I’ve held my fire on the Prop 8 ruling yesterday. After all, the Supreme Court did not rule directly on Prop 8, and Justice Scalia, whom I highly respect, concurred with the decision. I respect him so much that I still wonder if I am missing something.
But let me try to get the ruling straight anyway. Voters approve Prop 8 through a referendum process designed to enable the people to exhert some power when politicians refuse to listen. The politicians predictably refuse to defend the new law when it is challenged in court. So supporters step in and defend it. (Who else will?) A federal judge who cannot keep his gay activism in his pants rules against Prop 8. The 9th Circuit Court of Appeals whose method of jurisprudence is “If it’s Leftist, we like it” rules against Prop 8. And then at the Supreme Court, a majority of justices says the voters did not have standing to defend their law once the gay federal judge ruled from on high? Voters whose votes are being nullified by politicians and judge-politicians have no standing to say their votes cannot be nullified?
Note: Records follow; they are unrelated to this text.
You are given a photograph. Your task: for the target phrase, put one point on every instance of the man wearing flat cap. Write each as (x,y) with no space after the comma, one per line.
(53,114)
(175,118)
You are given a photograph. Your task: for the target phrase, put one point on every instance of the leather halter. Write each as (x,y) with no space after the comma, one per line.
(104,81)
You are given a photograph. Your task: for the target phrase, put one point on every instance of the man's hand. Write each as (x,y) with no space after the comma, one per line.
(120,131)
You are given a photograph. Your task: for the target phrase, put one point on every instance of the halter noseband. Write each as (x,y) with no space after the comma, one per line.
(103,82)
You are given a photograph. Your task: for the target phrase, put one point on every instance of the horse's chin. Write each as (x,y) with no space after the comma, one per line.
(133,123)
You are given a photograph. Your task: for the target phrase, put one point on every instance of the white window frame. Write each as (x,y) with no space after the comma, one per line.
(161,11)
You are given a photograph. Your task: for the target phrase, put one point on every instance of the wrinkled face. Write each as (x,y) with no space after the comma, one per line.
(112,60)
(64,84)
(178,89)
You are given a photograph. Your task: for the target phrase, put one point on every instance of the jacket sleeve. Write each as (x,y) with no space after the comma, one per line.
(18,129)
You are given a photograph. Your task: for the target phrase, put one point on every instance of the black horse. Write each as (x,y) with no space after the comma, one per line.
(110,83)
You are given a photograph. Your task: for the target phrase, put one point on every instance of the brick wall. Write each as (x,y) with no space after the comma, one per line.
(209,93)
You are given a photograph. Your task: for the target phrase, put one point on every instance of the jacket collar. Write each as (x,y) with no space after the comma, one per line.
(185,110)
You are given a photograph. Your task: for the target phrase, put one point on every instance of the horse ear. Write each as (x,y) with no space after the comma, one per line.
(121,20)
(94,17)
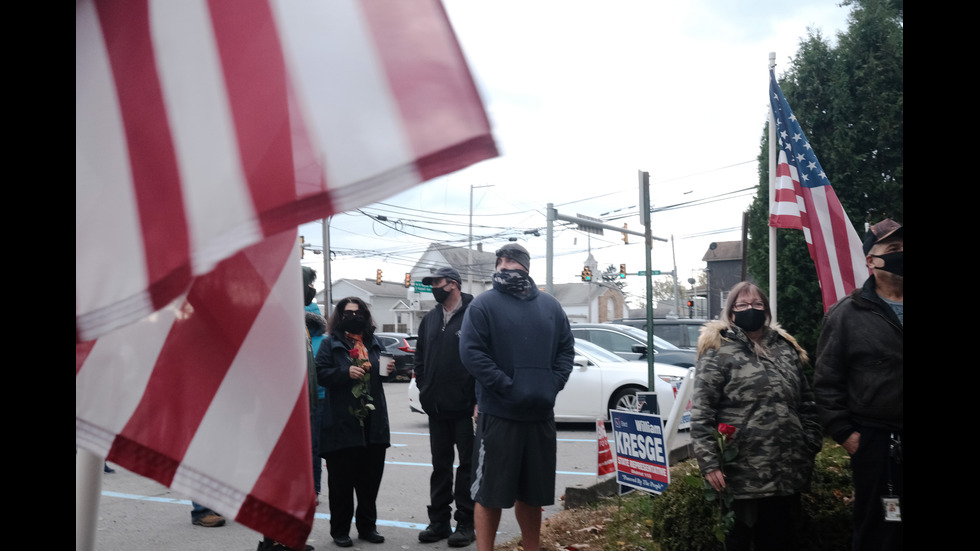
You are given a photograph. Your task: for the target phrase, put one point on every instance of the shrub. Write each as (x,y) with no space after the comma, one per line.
(682,517)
Can you say kangaroo court?
This is yet another successful attack on Constitutional democracy from the Feds and their courts. I am beginning to understand why certain friends who stay informed chose not to vote.
Bill Jurkovich, a voter in Citrus Heights, Calif., says: “Apparently, we the people do not have the right to create a law that the political elite disagree with. Is it any wonder that people are becoming radicalized, have lost faith with the political process, distrust government, and do not vote?”
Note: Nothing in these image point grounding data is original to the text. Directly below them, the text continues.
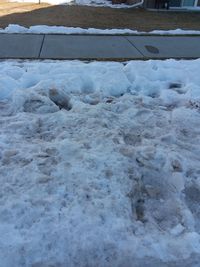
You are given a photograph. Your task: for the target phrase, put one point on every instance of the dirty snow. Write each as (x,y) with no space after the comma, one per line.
(99,163)
(44,29)
(95,3)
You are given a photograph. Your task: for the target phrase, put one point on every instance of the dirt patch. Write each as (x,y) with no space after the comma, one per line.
(27,14)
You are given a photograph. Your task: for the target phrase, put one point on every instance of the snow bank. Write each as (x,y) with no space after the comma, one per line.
(14,28)
(99,163)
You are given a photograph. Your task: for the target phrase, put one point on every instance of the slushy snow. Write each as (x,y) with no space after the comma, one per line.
(99,163)
(44,29)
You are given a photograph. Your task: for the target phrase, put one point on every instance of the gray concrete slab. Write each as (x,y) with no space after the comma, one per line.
(20,45)
(88,47)
(167,47)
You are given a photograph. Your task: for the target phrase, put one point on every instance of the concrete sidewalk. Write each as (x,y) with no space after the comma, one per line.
(98,47)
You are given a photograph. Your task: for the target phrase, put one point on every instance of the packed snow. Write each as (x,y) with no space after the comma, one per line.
(44,29)
(99,163)
(95,3)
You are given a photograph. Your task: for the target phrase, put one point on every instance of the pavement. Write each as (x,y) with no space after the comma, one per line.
(97,47)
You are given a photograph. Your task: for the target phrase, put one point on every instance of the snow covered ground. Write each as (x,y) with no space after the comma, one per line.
(97,3)
(99,163)
(14,28)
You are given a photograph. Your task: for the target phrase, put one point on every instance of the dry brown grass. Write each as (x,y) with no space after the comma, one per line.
(27,14)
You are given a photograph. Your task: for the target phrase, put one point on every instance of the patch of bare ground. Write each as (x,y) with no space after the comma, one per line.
(28,14)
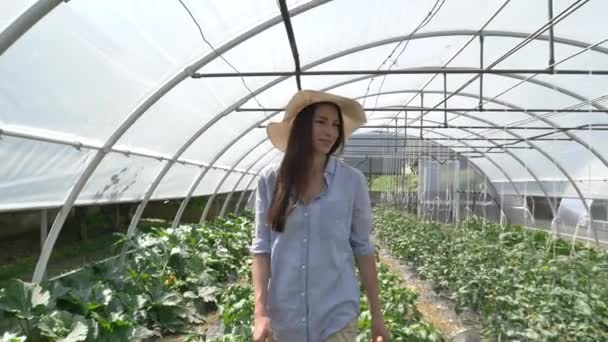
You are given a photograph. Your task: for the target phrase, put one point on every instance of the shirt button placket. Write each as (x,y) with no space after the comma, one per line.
(305,273)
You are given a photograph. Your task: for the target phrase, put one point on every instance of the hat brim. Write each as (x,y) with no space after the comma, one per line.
(352,115)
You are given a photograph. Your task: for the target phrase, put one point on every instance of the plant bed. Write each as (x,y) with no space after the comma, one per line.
(167,285)
(525,285)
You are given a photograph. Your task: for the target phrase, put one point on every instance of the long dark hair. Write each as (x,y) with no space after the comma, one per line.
(293,174)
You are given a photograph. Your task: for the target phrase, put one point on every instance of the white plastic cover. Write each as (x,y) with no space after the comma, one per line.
(84,69)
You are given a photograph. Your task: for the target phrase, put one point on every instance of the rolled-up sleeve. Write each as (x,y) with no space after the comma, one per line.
(361,229)
(261,236)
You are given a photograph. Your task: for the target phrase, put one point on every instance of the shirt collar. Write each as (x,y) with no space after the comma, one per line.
(330,170)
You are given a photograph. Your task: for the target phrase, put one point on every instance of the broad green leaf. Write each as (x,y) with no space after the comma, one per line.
(23,298)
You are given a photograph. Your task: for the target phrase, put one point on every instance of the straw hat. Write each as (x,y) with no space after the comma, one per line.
(352,114)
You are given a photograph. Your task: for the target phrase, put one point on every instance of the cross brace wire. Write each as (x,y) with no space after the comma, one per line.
(475,109)
(407,71)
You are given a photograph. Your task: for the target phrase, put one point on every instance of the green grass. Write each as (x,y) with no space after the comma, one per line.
(391,183)
(63,259)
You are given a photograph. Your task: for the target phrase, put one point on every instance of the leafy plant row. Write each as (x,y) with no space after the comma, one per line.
(403,319)
(526,285)
(171,280)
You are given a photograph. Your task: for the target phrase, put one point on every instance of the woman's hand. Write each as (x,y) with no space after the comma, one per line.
(379,331)
(262,330)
And if you think just us knuckle dragging right-wingers are concerned with this attack on democracy, think again.
Justice Kennedy, in his dissent from the majority, warned that “the Court’s decision also has implications for the 26 other states that have an initiative or popular referendum system, and which, like California, may choose to have initiative proponents stand in for the State when public officials decline to defend an initiative in litigation.” Kevin Drum, a blogger for the liberal Mother Jones magazine, notes that he is in favor of gay marriage, but that the Supreme Court’s “gutting” of the people’s right to defend their own initiatives “has neither the flavor of justice nor of democratic governance.”
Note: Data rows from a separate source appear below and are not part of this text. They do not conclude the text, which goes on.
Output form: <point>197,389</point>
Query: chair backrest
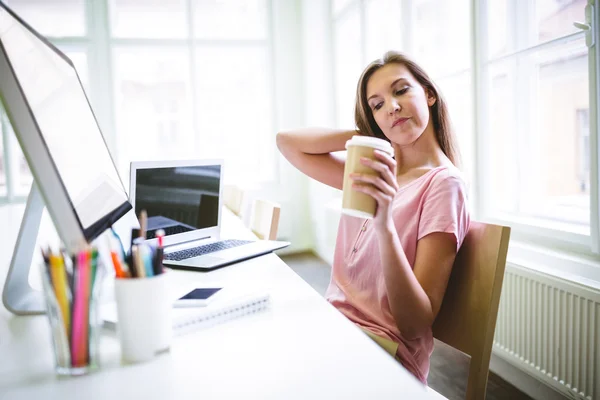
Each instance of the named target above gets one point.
<point>233,197</point>
<point>264,220</point>
<point>467,318</point>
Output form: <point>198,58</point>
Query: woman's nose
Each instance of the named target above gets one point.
<point>394,106</point>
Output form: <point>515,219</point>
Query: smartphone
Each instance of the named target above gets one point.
<point>197,298</point>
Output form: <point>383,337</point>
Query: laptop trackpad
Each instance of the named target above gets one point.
<point>203,260</point>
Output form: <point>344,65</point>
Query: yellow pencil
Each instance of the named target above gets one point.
<point>59,281</point>
<point>137,261</point>
<point>143,223</point>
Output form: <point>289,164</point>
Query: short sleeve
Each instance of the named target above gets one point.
<point>445,208</point>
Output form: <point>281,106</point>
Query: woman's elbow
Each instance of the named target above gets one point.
<point>281,140</point>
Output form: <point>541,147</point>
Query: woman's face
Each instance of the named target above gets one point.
<point>399,103</point>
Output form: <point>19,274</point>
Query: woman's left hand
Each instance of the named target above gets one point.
<point>382,187</point>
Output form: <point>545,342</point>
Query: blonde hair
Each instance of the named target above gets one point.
<point>442,126</point>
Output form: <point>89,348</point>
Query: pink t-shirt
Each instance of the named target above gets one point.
<point>434,202</point>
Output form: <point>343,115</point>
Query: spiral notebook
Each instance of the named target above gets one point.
<point>186,320</point>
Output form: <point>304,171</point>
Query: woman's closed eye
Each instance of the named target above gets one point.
<point>400,92</point>
<point>378,105</point>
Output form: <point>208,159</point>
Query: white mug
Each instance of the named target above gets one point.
<point>144,317</point>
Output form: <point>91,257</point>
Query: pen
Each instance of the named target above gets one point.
<point>137,262</point>
<point>143,223</point>
<point>158,254</point>
<point>59,281</point>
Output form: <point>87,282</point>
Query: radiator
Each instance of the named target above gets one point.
<point>550,328</point>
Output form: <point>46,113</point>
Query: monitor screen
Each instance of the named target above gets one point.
<point>58,104</point>
<point>178,199</point>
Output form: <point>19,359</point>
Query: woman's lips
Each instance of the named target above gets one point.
<point>399,121</point>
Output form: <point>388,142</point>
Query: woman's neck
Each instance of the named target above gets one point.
<point>424,153</point>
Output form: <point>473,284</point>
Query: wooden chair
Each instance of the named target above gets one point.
<point>233,197</point>
<point>467,318</point>
<point>264,220</point>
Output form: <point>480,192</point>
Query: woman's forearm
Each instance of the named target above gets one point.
<point>409,304</point>
<point>314,140</point>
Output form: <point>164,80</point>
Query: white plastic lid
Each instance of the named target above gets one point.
<point>369,141</point>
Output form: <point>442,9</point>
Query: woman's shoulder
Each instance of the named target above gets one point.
<point>448,177</point>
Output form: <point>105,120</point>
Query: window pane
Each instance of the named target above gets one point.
<point>501,143</point>
<point>383,33</point>
<point>152,105</point>
<point>557,175</point>
<point>339,5</point>
<point>442,35</point>
<point>230,19</point>
<point>18,168</point>
<point>348,65</point>
<point>54,18</point>
<point>554,18</point>
<point>457,91</point>
<point>79,58</point>
<point>235,112</point>
<point>148,18</point>
<point>540,107</point>
<point>514,25</point>
<point>2,160</point>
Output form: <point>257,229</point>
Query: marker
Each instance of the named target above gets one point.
<point>143,223</point>
<point>158,259</point>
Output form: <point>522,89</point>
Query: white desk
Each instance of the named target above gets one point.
<point>301,348</point>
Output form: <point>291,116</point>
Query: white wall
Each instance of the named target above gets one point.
<point>319,111</point>
<point>292,188</point>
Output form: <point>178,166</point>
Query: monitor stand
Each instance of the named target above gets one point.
<point>18,295</point>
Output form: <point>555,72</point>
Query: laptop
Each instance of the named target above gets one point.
<point>185,199</point>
I am hesitant to say much more with the NSA watching and all. But it is past time for the ruling class to think long and hard about what can happen to a society when the people sense that their voices and votes do not count. And with election fraud, a tyrannical President, judges who nullify the results of elections, etc. more and more people are sensing just that.
The alternatives to the Consent of the Governed can be unpleasant.